«Boum, boum, Taratatatata boum», il est presque impossible de passer une journée sans entendre ces bruits dernièrement. Il faut le deviner, Achoura, le dixième jour du mois de Moharram, est pour bientôt. Les sifflements des «fusées» et l'explosion de la «Grenade» font partie de notre quotidien en cette période, au grand dam des citoyens. «Je n’arrive plus à dormir en paix à cause de tous ces bruits. On dirait que nous sommes en pleine guerre», «C’est très dangereux de faire peur aux gens de cette façon, surtout si c’est une femme enceinte ou une personne cardiaque par exemple», «Il faut une loi qui interdit définitivement ces explosifs»…
Pas plus loin que la semaine dernière, quelque 140 000 pétards prêts à être revendus à des détaillants ont été saisis par les éléments de la police judiciaire à Casablanca. Trois personnes ont été arrêtées lors de cette opération qui s’inscrit dans le cadre d’une campagne menée contre la vente de pétards lors de la période des festivités de l'Achoura.

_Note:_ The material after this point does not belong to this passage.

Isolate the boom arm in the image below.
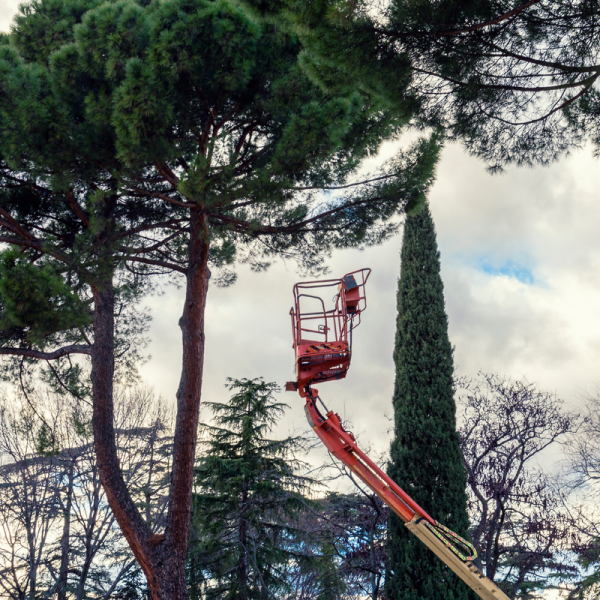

Certes, la police judiciaire fait de son mieux pour lutter contre ce phénomène, mais cela semble insuffisant.
Ces «jeux explosifs» hérités de génération en génération persistent toujours de façon illégale. «Quand j’achète un pétard, j’ai l’impression que je vais acheter de la drogue. Les vendeurs sont très discrets. Quand ils aperçoivent des gamins ou de jeunes ados comme moi en train de chercher un vendeur, ils se contentent de dire le mot de passe pour savoir si on est intéressés ou pas. Après les “Zidane”, il y a quelques années, cette année ce sont des “Ronaldo” et des “Messi”», confie Adil, un lycéen de 15 ans.
Dangers
L'utilisation irresponsable des pétards transforme parfois la joie de fête en affliction. «J’étais assise dans le salon avec ma sœur quand un pétard jeté par la fenêtre de notre maison (qui est au rez-de-chaussée) s’est explosé entre mes pieds. Heureusement qu’il n’y avait pas de tapis. Le pire est que nous n’avons même pas pu trouver les gamins responsables, parce que ça aurait pu être plus grave», raconte Mina, mère de famille dans la quarantaine. Les dangers des pétards ne concernent pas l’entourage uniquement.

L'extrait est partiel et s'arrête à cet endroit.